At the Plainville site within the Viral Vector Services (VVS), a division of Thermo Fisher Scientific, we deliver Advanced Therapeutics from process development through commercial supply, and we offer the expertise and resources vital to help clients deliver innovative gene therapies
How will you make an impact?
The Process Engineering II will be responsible for supporting the manufacturing equipment for upstream, downstream and fill/finish operations. The initial focus of the position will be supporting the execution of a large capital facility project from construction and operational readiness activities for a state-of-the-art new commercial manufacturing facility.

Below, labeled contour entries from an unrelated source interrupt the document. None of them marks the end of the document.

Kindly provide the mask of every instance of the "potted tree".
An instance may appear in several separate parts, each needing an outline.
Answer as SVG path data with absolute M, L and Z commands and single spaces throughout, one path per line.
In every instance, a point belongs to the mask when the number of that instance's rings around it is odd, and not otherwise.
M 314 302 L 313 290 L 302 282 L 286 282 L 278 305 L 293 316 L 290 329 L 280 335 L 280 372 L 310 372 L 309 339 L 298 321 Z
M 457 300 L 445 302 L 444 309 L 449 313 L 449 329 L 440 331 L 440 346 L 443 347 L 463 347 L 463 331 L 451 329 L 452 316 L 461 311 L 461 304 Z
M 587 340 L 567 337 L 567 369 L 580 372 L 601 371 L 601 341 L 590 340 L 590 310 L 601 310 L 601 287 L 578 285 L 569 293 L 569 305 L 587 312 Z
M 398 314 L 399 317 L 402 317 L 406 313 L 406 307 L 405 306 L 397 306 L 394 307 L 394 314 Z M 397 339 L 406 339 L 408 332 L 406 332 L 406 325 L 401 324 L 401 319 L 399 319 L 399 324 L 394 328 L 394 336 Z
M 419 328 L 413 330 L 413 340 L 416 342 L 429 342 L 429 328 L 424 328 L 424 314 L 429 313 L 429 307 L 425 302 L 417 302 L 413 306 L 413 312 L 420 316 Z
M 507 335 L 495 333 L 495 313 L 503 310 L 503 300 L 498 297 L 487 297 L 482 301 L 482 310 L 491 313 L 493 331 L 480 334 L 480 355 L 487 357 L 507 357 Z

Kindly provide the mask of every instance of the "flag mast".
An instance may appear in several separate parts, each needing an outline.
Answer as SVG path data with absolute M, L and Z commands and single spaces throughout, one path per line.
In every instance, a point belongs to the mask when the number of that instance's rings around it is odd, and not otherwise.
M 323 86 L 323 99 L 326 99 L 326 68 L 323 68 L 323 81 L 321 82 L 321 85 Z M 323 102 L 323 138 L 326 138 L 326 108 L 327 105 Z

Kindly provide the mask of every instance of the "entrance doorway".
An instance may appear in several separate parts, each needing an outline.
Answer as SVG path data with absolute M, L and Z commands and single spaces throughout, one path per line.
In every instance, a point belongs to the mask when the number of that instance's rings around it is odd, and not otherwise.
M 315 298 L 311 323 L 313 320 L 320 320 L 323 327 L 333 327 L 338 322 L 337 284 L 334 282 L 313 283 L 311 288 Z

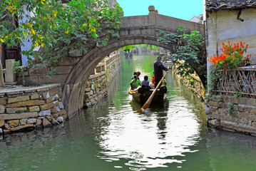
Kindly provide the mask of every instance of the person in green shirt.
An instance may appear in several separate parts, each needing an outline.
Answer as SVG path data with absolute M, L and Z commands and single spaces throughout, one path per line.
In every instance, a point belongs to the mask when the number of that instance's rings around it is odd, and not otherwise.
M 141 86 L 141 82 L 138 79 L 138 76 L 135 75 L 133 79 L 130 81 L 131 89 L 133 90 L 140 86 Z

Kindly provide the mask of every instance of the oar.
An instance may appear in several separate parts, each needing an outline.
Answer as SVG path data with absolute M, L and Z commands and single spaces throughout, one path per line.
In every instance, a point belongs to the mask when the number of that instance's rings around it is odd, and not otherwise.
M 162 81 L 165 78 L 166 74 L 168 73 L 168 71 L 167 71 L 167 72 L 165 73 L 165 76 L 163 76 L 163 77 L 162 78 L 162 79 L 159 81 L 158 86 L 156 86 L 156 88 L 155 88 L 155 90 L 153 91 L 152 94 L 150 95 L 150 96 L 149 97 L 149 98 L 148 99 L 148 100 L 145 103 L 145 104 L 143 105 L 143 106 L 142 107 L 141 109 L 140 109 L 139 110 L 137 111 L 137 113 L 141 113 L 143 112 L 145 109 L 148 108 L 149 105 L 151 103 L 151 101 L 153 100 L 153 98 L 155 96 L 155 94 L 156 93 L 156 91 L 158 88 L 158 87 L 160 86 L 160 85 L 162 83 Z

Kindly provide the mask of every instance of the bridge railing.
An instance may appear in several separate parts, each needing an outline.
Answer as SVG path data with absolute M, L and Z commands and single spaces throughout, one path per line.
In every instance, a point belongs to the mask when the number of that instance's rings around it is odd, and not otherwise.
M 256 98 L 256 68 L 237 68 L 232 71 L 217 71 L 215 87 L 213 91 L 216 94 L 242 95 Z

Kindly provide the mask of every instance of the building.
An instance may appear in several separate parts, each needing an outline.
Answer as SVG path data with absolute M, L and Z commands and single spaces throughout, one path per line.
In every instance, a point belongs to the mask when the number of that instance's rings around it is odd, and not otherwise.
M 256 63 L 256 1 L 205 0 L 204 21 L 208 54 L 220 54 L 222 43 L 245 42 Z M 211 63 L 208 62 L 208 75 Z M 209 80 L 208 80 L 209 82 Z
M 191 19 L 189 20 L 190 21 L 195 22 L 195 23 L 199 23 L 203 24 L 203 14 L 200 14 L 199 16 L 194 16 Z

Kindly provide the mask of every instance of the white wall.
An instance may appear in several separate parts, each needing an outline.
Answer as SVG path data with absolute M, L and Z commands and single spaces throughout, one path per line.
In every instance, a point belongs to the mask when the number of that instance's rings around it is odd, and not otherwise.
M 252 63 L 256 64 L 256 9 L 243 9 L 240 15 L 243 22 L 237 19 L 238 12 L 239 10 L 228 9 L 207 12 L 208 54 L 209 56 L 220 54 L 220 48 L 222 42 L 230 41 L 230 43 L 235 43 L 242 41 L 249 45 L 246 54 L 252 54 Z M 208 76 L 210 66 L 211 63 L 208 62 Z

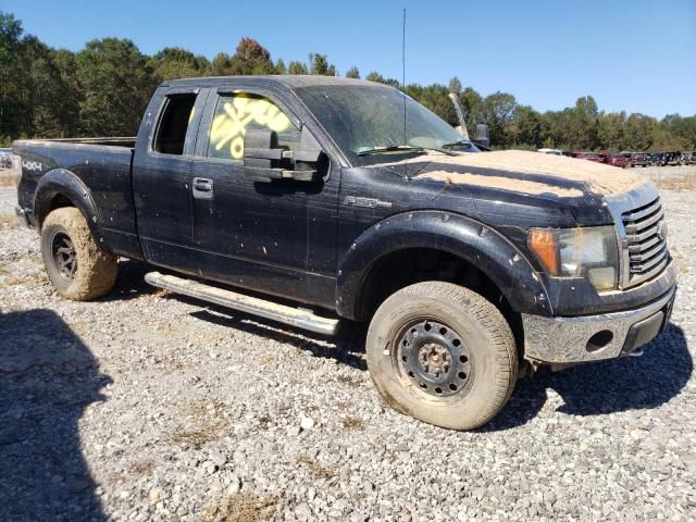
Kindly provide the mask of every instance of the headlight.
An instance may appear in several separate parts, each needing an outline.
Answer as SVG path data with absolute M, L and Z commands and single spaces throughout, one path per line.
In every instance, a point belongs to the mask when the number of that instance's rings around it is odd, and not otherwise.
M 587 277 L 597 290 L 617 288 L 619 248 L 613 226 L 530 228 L 527 245 L 549 275 Z

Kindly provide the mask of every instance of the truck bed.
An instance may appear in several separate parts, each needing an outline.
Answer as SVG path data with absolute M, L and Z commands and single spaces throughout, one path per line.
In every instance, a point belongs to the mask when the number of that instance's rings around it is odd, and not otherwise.
M 107 248 L 139 254 L 130 170 L 136 138 L 29 139 L 13 144 L 22 158 L 18 204 L 34 210 L 46 176 L 75 174 L 91 192 Z

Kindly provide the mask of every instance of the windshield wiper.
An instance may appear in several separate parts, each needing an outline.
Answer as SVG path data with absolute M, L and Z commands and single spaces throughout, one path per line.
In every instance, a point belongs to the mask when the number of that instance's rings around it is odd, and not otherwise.
M 462 146 L 471 147 L 472 145 L 474 144 L 468 139 L 460 139 L 459 141 L 452 141 L 451 144 L 443 145 L 443 149 L 452 148 L 452 147 L 462 147 Z
M 358 152 L 358 156 L 372 156 L 372 154 L 381 154 L 383 152 L 422 152 L 423 147 L 413 147 L 411 145 L 389 145 L 385 147 L 372 147 L 370 149 L 364 149 Z

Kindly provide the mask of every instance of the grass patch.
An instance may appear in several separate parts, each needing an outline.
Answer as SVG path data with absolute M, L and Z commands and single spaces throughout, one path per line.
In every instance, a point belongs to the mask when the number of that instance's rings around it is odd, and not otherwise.
M 154 462 L 150 459 L 139 460 L 128 467 L 132 475 L 146 475 L 154 469 Z
M 201 446 L 221 438 L 227 428 L 227 421 L 203 422 L 196 426 L 181 426 L 172 432 L 169 440 L 199 449 Z
M 277 497 L 239 492 L 206 508 L 200 519 L 204 522 L 261 522 L 274 518 L 279 508 Z
M 661 190 L 674 190 L 676 192 L 696 190 L 696 172 L 683 175 L 656 176 L 652 181 L 657 188 Z
M 307 465 L 307 469 L 312 474 L 314 478 L 333 478 L 336 476 L 336 472 L 324 468 L 319 464 L 314 459 L 312 459 L 309 455 L 300 455 L 297 459 L 298 464 Z
M 365 428 L 365 421 L 357 417 L 344 417 L 340 420 L 340 424 L 346 430 L 353 430 L 356 432 L 361 432 Z
M 14 215 L 0 214 L 0 228 L 8 231 L 10 228 L 16 228 L 20 226 L 20 222 Z
M 18 183 L 18 171 L 0 171 L 0 187 L 16 187 Z

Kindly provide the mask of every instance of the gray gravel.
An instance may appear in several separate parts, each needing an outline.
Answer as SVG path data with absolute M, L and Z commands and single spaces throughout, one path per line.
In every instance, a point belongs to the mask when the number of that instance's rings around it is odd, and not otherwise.
M 696 175 L 666 169 L 644 172 Z M 60 299 L 35 233 L 0 221 L 0 520 L 694 520 L 696 192 L 662 198 L 668 332 L 521 381 L 475 433 L 385 408 L 359 336 L 158 293 L 140 263 Z

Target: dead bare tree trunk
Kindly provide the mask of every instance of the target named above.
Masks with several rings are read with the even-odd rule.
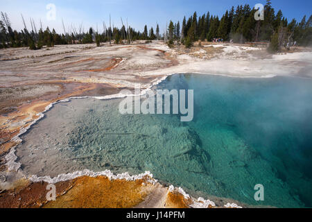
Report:
[[[110,18],[110,30],[108,31],[110,33],[110,45],[112,45],[112,20]]]

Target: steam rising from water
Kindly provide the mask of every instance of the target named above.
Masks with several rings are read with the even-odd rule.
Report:
[[[56,104],[17,148],[28,174],[85,169],[138,174],[253,205],[311,206],[312,81],[174,75],[157,86],[194,89],[195,119],[121,115],[120,99]],[[253,199],[256,184],[265,201]]]

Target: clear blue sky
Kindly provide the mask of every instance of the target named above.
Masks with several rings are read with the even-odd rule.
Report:
[[[136,29],[143,30],[146,24],[148,28],[160,26],[162,33],[166,22],[182,22],[184,15],[191,15],[197,11],[198,15],[209,11],[211,14],[221,16],[232,6],[248,3],[250,7],[256,3],[265,5],[266,0],[1,0],[0,10],[9,15],[13,28],[23,28],[21,13],[23,14],[28,26],[31,17],[39,26],[40,20],[44,26],[55,28],[58,32],[62,32],[62,19],[66,28],[71,26],[78,28],[83,22],[85,31],[89,26],[96,28],[98,24],[100,31],[103,30],[103,21],[108,26],[110,13],[114,26],[121,26],[121,17],[124,22],[128,18],[129,25]],[[56,6],[56,20],[46,19],[49,3]],[[272,4],[276,11],[281,9],[284,16],[288,21],[293,18],[301,20],[303,15],[309,17],[312,14],[311,0],[272,0]]]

This role will transition into primary manufacturing operations support role in the site Facilities and Engineering team where they will support manufacturing, laboratory, and warehouse operations.
What will you do?
In operations, the Process Engineer II is responsible for providing
- Support manufacturing equipment engaged in tech transfers of new products into manufacturing and provide continued support throughout manufacturing campaigns.
- Support all aspects of the process equipment for upstream/ downstream or fill/finish equipment
- Participate in deviation investigations and supports change control assessments and reviewing/approving change control implementation plans related to utilities, automation, computer systems, validation, methods, and laboratory instruments.
- Leads and participates in multi-functional department teams for process equipment introduction and modification to meet established timeframe for project implementations that support business needs and meet global regulatory requirements.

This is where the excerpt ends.